Hello everyone! I have 2 questions: In the Open S...
# dev
j
Hello everyone! I have 2 questions: In the Open Source questions, is there a way to manage multiple workspaces or user access to Repos/branches? Is there a configuration to tune LakeFS to be able to query delta tables or create a table using the external location (a pointer to actual delta files) as it can do it with parquets?
t
Hi @Jacobo Calderon!
In the Open Source questions, is there a way to manage multiple workspaces or user access to Repos/branches?

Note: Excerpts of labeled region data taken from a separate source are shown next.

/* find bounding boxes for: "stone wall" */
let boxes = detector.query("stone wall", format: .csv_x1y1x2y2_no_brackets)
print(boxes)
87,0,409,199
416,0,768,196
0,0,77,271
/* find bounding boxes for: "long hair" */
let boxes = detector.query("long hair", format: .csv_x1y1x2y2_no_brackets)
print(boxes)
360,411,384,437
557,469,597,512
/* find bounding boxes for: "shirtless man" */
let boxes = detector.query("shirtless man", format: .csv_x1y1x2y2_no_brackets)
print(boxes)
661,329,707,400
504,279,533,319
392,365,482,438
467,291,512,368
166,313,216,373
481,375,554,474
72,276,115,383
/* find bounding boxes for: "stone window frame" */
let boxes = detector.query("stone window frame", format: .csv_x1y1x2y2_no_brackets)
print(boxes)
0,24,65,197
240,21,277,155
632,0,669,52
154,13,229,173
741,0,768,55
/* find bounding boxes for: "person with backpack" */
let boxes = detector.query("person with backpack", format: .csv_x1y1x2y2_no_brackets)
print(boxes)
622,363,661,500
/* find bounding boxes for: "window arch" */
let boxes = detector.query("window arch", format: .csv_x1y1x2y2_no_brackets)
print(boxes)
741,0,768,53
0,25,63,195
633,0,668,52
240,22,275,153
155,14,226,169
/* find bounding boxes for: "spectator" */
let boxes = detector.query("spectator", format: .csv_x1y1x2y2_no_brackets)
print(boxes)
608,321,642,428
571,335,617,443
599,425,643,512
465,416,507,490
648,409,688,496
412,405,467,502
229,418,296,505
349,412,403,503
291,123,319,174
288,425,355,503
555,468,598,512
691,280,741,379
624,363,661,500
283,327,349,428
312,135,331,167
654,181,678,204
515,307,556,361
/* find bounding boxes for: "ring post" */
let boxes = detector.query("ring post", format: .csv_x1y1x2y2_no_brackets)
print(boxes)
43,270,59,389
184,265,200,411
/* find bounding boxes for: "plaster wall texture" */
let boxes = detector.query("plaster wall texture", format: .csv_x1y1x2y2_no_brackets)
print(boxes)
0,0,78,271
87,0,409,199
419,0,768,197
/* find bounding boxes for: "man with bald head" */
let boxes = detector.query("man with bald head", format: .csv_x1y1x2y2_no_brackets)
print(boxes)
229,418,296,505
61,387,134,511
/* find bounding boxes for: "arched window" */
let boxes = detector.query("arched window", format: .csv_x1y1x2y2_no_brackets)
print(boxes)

There is no built-in support for access control in the open source. You have the option of building and maintaining an ACL server. as for working with Delta tables over lakeFS - absolutely. You have two options: 1. Importing tables into lakeFS (without copying table data) 2. Writing delta tables directly to lakeFS You may want to check out our delta lake integration docs
j
Hi Tal! Thank you so much for your anwsers! The first one is very insightful! For the second one I have the following issue (or probably this is what you meant): I'm only able to query by partition as is. Is there a way to create a table out of all the partitions? For example, in Databricks you create an external DB as follows:
Copy code
CREATE OR REPLACE TABLE [table_name]
USING delta
LOCATION `/path/to/delta_log`
Can we do something similar to point to the parquet files and create a logical table around it? So when I query:
select * from [repo].[branch].[table]
I can actually query all partitioned tables (current and incremental)
t
IIUC you are asking if you can create an external table in the sense that the delta table data and metadata sit outside of lakeFS? can you help me understand the use case?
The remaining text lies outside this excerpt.